E tutti i discorsi del papa in Giordania si sono posti su questi livelli. Ad esempio, alla moschea al-Hussein bin-Talal, ha ricordato che «l’adesione genuina alla religione, lungi dal restringere le nostre menti, amplia gli orizzonti della comprensione umana». E alla posa della prima pietra dell’università cattolica di Madaba (una grande soddisfazione per il “professor Ratzinger”), non ha usato parole ambigue: «La religione viene sfigurata quando viene costretta a servire l’ignoranza e il pregiudizio, il disprezzo, la violenza e l’abuso».

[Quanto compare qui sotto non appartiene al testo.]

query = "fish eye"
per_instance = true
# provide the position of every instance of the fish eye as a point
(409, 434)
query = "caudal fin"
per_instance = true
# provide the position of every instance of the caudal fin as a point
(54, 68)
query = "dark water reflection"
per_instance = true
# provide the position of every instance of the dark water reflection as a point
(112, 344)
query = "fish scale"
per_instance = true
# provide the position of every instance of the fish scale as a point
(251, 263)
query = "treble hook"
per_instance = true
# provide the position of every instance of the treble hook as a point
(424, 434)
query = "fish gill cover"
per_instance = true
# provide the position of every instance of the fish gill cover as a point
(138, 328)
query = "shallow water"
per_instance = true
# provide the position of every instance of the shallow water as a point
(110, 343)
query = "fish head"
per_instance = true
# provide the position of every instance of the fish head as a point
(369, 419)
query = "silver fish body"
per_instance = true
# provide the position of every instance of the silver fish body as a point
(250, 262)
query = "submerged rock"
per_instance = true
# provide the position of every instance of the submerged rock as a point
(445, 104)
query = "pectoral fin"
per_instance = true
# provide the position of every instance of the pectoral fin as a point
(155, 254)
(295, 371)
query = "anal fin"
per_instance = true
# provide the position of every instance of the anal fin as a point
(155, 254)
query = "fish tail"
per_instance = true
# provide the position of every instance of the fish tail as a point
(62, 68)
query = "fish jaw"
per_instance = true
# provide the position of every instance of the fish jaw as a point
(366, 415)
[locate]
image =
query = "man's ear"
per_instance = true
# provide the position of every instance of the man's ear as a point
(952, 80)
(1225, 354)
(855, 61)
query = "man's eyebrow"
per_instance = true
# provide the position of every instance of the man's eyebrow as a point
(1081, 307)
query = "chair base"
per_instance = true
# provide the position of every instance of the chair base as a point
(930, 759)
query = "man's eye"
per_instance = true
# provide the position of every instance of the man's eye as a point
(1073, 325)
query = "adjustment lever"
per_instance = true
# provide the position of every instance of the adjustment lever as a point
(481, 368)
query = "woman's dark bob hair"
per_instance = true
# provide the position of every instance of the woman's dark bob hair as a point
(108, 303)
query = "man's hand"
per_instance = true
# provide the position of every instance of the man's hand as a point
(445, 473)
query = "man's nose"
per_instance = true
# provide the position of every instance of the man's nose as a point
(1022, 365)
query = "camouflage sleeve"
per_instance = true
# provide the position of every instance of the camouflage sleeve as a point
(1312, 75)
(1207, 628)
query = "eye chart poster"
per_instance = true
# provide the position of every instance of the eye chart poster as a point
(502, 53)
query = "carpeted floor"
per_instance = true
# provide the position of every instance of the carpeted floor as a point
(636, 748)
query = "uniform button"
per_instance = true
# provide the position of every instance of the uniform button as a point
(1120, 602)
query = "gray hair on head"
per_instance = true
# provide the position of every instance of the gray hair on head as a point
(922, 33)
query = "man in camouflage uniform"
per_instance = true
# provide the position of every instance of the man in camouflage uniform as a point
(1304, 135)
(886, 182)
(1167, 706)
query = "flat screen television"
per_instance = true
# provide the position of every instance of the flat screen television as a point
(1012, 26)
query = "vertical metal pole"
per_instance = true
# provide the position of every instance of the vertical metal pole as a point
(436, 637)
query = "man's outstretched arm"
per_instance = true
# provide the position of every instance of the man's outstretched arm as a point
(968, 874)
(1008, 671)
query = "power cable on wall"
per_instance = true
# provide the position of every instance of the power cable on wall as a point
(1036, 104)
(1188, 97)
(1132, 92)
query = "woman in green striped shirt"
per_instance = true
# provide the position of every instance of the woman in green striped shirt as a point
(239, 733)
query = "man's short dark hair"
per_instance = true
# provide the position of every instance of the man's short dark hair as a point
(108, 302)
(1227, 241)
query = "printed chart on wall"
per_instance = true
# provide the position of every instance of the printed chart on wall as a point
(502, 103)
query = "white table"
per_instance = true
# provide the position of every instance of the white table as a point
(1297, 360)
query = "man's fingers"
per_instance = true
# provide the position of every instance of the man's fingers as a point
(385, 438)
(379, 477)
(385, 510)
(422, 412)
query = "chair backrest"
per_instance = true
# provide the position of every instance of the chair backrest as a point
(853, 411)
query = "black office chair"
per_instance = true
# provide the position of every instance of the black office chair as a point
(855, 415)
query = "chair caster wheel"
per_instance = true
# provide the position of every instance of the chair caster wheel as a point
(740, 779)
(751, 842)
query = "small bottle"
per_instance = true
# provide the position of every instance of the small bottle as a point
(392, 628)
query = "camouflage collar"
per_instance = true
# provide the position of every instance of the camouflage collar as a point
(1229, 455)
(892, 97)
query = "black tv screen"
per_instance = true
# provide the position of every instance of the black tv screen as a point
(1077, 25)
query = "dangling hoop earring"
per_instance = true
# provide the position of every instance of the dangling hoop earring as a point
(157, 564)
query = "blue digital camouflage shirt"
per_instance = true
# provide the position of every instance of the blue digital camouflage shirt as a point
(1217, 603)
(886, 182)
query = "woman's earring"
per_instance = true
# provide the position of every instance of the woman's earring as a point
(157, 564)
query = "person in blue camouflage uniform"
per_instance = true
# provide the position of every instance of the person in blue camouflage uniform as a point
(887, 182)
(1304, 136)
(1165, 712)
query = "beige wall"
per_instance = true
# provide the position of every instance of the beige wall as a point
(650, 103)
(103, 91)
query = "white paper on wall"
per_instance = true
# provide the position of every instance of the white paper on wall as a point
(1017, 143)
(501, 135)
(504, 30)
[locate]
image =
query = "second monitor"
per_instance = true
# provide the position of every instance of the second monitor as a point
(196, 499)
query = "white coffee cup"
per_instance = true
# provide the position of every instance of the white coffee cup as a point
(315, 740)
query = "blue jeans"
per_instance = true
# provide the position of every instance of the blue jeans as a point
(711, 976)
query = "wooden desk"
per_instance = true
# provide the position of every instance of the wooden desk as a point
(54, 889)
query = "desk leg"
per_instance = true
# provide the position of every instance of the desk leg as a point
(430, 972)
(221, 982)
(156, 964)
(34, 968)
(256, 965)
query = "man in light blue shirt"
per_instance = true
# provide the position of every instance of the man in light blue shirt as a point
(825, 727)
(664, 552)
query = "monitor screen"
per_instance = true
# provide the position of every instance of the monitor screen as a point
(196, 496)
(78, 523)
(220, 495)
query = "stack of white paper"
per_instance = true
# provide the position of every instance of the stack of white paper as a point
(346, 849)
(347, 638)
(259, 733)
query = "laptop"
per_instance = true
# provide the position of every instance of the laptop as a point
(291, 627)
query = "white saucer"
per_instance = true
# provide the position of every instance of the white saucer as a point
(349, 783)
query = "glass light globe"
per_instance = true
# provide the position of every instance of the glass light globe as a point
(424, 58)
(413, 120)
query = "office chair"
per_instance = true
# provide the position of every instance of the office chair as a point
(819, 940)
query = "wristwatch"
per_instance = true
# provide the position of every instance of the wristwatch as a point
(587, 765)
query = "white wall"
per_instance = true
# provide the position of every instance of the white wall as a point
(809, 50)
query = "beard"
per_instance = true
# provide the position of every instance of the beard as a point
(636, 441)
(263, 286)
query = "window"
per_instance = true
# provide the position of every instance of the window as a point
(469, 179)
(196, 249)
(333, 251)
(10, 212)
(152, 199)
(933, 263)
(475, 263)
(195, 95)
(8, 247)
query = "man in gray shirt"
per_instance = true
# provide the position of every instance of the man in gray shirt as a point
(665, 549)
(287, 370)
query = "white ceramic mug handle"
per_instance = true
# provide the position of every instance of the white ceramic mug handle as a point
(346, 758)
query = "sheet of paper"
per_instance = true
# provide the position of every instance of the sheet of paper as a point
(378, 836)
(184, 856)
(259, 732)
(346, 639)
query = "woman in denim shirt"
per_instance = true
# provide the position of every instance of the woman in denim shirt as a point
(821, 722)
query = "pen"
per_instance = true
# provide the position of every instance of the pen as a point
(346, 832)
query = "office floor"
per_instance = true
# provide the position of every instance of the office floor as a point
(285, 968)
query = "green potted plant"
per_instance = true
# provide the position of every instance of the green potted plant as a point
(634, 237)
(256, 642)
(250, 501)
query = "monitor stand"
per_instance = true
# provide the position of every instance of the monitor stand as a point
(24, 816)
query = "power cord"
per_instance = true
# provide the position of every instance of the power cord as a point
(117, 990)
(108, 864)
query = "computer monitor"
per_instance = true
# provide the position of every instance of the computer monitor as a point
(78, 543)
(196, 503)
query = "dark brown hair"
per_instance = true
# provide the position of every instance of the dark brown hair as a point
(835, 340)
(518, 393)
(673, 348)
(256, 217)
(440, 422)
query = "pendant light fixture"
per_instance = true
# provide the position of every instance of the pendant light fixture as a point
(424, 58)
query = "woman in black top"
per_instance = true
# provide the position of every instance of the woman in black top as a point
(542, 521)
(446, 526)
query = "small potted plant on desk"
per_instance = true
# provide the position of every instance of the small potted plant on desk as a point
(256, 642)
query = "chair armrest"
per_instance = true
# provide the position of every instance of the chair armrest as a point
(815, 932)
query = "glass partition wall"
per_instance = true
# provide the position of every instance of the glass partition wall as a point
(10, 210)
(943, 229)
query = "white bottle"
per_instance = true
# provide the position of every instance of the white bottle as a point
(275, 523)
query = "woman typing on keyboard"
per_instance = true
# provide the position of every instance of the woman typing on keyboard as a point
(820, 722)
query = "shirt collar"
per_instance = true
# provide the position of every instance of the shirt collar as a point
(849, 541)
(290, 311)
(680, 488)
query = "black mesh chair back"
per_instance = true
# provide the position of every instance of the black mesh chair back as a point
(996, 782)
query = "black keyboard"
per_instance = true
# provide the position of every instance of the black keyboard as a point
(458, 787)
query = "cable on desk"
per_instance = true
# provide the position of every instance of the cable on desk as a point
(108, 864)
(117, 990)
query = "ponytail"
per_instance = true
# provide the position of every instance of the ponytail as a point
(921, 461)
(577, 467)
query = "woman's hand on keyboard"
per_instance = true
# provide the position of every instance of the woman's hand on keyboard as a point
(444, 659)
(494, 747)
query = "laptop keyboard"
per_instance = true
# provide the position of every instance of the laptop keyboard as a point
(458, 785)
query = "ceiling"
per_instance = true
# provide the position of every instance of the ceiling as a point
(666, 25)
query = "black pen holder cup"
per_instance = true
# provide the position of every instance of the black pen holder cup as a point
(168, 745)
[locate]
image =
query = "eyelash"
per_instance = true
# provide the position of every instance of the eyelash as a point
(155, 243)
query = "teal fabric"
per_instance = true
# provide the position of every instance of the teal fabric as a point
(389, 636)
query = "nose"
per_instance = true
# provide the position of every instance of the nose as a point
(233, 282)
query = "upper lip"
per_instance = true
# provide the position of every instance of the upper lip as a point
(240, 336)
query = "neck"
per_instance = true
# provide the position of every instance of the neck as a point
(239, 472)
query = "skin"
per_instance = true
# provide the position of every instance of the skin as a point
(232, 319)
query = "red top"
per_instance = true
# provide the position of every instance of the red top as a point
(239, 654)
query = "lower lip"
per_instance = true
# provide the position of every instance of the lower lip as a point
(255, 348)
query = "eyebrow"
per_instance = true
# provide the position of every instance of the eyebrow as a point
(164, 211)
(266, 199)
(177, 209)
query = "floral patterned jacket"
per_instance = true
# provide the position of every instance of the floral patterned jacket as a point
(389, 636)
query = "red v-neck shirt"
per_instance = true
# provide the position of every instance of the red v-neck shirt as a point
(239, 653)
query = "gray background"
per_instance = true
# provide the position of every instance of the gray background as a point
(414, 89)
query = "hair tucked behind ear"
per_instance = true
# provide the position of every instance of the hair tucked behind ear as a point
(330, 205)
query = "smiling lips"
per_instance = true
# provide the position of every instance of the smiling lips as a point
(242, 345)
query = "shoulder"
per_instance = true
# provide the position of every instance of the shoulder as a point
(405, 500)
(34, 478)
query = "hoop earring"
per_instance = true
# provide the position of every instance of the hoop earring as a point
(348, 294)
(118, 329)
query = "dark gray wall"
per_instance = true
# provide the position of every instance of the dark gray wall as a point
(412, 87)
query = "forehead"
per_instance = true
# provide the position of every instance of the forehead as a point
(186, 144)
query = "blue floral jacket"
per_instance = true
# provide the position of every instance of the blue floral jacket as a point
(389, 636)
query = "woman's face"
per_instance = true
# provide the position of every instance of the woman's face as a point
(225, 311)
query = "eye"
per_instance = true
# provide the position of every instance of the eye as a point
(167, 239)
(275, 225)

Il papa si è indirizzato a ebrei, musulmani e cristiani. Al Monte Nebo ha detto: «L’antica tradizione del pellegrinaggio ai luoghi santi ci ricorda l’inseparabile vincolo che unisce la Chiesa al popolo ebraico». Alla moschea (dove ha potuto tra l’altro salutare il principe Ghazi da lui già conosciuto, che ha offerto una visione positiva del pensiero di papa Ratzinger sui rapporti col mondo musulmano, “chiudendo” in qualche modo la frattura di Ratisbona), ha affermato: «Musulmani e cristiani devono oggi impegnarsi per essere conosciuti e riconosciuti come adoratori di Dio fedeli alla preghiera, desiderosi di comportarsi e vivere secondo le disposizioni dell’Onnipotente, misericordiosi e compassionevoli, coerenti nel dare testimonianza di tutto ciò che è giusto e buono». E ai cristiani ha cercato di infondere speranza, allo Stadio di Amman: «Che il coraggio di Cristo nostro pastore vi ispiri e vi sostenga quotidianamente nei vostri sforzi di dare testimonianza della fede cristiana e di mantenere la presenza della Chiesa nel cambiamento del tessuto sociale di queste antiche terre».